Catherine Boutet, moglie Riccardo Cocciante/ Lui “la mia consigliera più severa”

- Emanuela Longo

Catherine Boutet, moglie di Riccardo Cocciante ma anche sua manager: con lui tra successi e momenti cupi delle loro vite

Catherine Boutet
Catherine Boutet, moglie di Riccardo Cocciante

Non solo moglie ma anche manager: Catherine Boutet è la donna che dal 1983 si è unita in matrimonio al cantante Riccardo Cocciante, tra gli ospiti di questa sera della seconda puntata dello show di Fiorella Mannoia, “La musica che gira intorno”. Una vita divisa tra amore e carriera, dunque, ma che ha portato nel 1990 alla nascita del loro figlio, David. “Io penso che sia molto simile a sua madre di carattere: è un ragazzo molto “luminoso”. Non è timido, ma è riservato, riflessivo. Anche lui studia musica, la chitarra, ma solo perché ne ha voglia”, aveva detto del figlio papà Riccardo, in una intervista di Mariateresa Truncellito per Bella, del marzo 2001.

Nella medesima intervista il celebre artista aveva avuto di parlare a lungo proprio della forte unione con la moglie Catherine Boutet. “Mia moglie è parte del mio lavoro: da sempre cura la parte tecnica e organizzativa. Ma è anche la mia consigliera più severa, la prima che giudica ciò che faccio”, aveva detto Cocciante.

CATHERINE BOUTET, MOGLIE E MANAGER DI RICCARDO COCCIANTE

La vita privata di Riccardo Cocciante e di Catherine Boutet è sempre stata caratterizzata da una costante riservatezza, che ha contraddistinto anche il loro rapporto d’amore. I due hanno condiviso anni di successi ma anche momenti cupi, come quello vissuto nel 2006 e documentato da Repubblica in riferimento alla condanna in Francia a dieci mesi per frode fiscale a carico del cantante.

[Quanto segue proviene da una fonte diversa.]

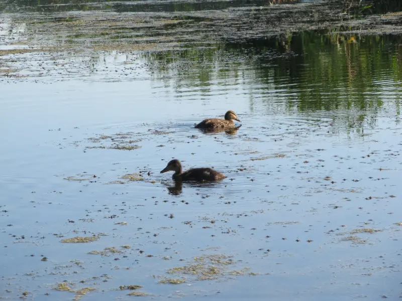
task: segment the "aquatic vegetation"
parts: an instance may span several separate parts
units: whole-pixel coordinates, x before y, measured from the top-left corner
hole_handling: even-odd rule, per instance
[[[119,288],[121,290],[123,289],[138,289],[138,288],[141,288],[142,286],[141,285],[120,285]]]
[[[183,278],[164,278],[158,281],[158,283],[169,283],[170,284],[180,284],[185,282],[185,277]]]

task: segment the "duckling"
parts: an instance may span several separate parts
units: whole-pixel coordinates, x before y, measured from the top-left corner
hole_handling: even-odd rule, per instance
[[[169,171],[174,172],[172,178],[177,181],[195,181],[196,182],[220,181],[226,178],[223,174],[209,167],[192,168],[183,172],[181,164],[177,160],[170,161],[161,171],[163,174]]]
[[[237,118],[237,116],[233,111],[228,111],[225,114],[225,119],[219,119],[218,118],[210,118],[204,119],[199,123],[195,125],[196,128],[214,128],[219,127],[234,127],[235,122],[234,119],[238,121],[240,121]]]

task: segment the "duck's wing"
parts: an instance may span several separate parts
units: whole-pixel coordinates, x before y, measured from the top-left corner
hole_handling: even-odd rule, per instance
[[[219,127],[224,126],[224,119],[218,118],[210,118],[203,120],[198,124],[195,125],[196,128],[211,128],[212,127]]]
[[[181,174],[183,181],[219,181],[225,178],[226,177],[223,174],[210,168],[193,168]]]

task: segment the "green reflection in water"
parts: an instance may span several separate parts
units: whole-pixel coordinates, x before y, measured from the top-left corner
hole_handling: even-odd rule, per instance
[[[229,90],[242,84],[250,99],[258,98],[267,110],[284,104],[288,112],[327,112],[343,119],[343,126],[362,131],[364,124],[377,122],[380,111],[399,121],[401,42],[395,36],[306,31],[144,57],[155,79],[179,95],[190,87],[202,87],[205,93],[217,85]]]

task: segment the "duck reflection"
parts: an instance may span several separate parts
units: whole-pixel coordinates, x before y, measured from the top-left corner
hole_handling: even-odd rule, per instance
[[[174,186],[167,188],[169,194],[178,196],[183,191],[183,182],[181,181],[174,181]]]
[[[181,194],[183,192],[183,183],[181,181],[174,181],[174,185],[171,186],[171,184],[164,183],[164,185],[167,186],[168,194],[173,196],[178,196]],[[170,185],[170,186],[169,186]],[[187,188],[213,188],[216,186],[215,184],[213,183],[187,183],[186,184]]]
[[[234,135],[236,133],[237,133],[237,131],[239,130],[239,128],[241,127],[241,125],[236,126],[235,127],[230,127],[230,128],[219,128],[219,127],[214,127],[211,128],[200,128],[199,130],[202,131],[206,134],[209,133],[220,133],[222,132],[225,132],[226,134],[228,135]]]

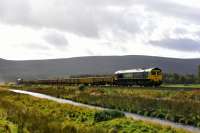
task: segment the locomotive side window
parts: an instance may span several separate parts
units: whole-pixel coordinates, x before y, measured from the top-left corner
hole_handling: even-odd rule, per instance
[[[156,72],[155,71],[151,71],[151,75],[156,75]]]
[[[158,71],[158,72],[157,72],[157,75],[161,75],[161,71]]]

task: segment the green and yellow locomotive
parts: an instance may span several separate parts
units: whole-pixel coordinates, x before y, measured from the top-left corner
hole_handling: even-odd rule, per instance
[[[162,70],[159,68],[120,70],[115,72],[115,84],[160,86]]]

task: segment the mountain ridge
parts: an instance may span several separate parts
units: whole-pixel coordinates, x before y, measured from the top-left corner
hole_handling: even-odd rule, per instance
[[[200,59],[157,56],[85,56],[47,60],[0,59],[0,80],[47,79],[80,74],[112,74],[117,70],[160,67],[165,73],[197,74]]]

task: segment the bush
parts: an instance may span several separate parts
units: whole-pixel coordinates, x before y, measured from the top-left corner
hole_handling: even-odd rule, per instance
[[[84,90],[85,88],[86,88],[86,85],[84,85],[84,84],[80,84],[80,85],[78,86],[78,89],[79,89],[80,91]]]
[[[115,110],[104,110],[101,112],[96,112],[94,115],[94,121],[100,122],[100,121],[107,121],[111,120],[113,118],[123,117],[124,113],[115,111]]]

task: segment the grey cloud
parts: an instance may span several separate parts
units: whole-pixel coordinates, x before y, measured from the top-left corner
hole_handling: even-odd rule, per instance
[[[191,39],[165,39],[161,41],[150,41],[149,43],[153,46],[177,51],[200,52],[200,42]]]
[[[48,45],[43,45],[43,44],[39,44],[39,43],[31,43],[28,45],[23,45],[26,46],[27,48],[31,48],[31,49],[35,49],[35,50],[49,50],[50,47]]]
[[[189,7],[167,0],[142,0],[141,3],[143,3],[149,11],[156,11],[162,15],[174,16],[200,24],[200,8]]]
[[[16,2],[1,0],[0,21],[31,27],[54,28],[95,38],[99,37],[99,32],[105,28],[113,33],[125,31],[134,34],[139,29],[139,24],[135,21],[138,15],[106,10],[108,6],[125,7],[132,2],[132,0],[126,2],[49,0],[40,4],[39,0],[16,0]]]
[[[97,38],[104,29],[125,39],[126,34],[141,32],[143,21],[150,21],[136,9],[129,7],[145,6],[145,12],[153,11],[199,22],[200,12],[167,0],[0,0],[0,21],[8,24],[45,27],[63,30],[80,36]],[[112,12],[109,6],[124,10]],[[154,22],[151,29],[156,28]],[[151,27],[151,26],[150,26]],[[151,31],[150,31],[151,32]]]
[[[44,36],[44,40],[57,48],[63,48],[68,45],[68,40],[66,37],[58,32],[49,33]]]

“Guai giudiziari per Riccardo Cocciante in Francia. Il cantante è stato condannato a 30 mesi di carcere, 20 dei quali con la condizionale, per frode fiscale. Stessa pena per la moglie Catherine che era in tribunale e dopo la lettura della sentenza ha annunciato ricorso”, scriveva all’epoca il quotidiano. Cocciante e la moglie, in quella dolorosa situazione si erano difesi asserendo di aver agito “in buona fede” dal momento che credevano di non dover pagare le tasse in Francia dal momento che vivevano all’estero. Una vicenda che ha portato il cantante a sentirsi “umiliato” ma che fortunatamente sia lui che la moglie si sono ormai lasciati alle spalle.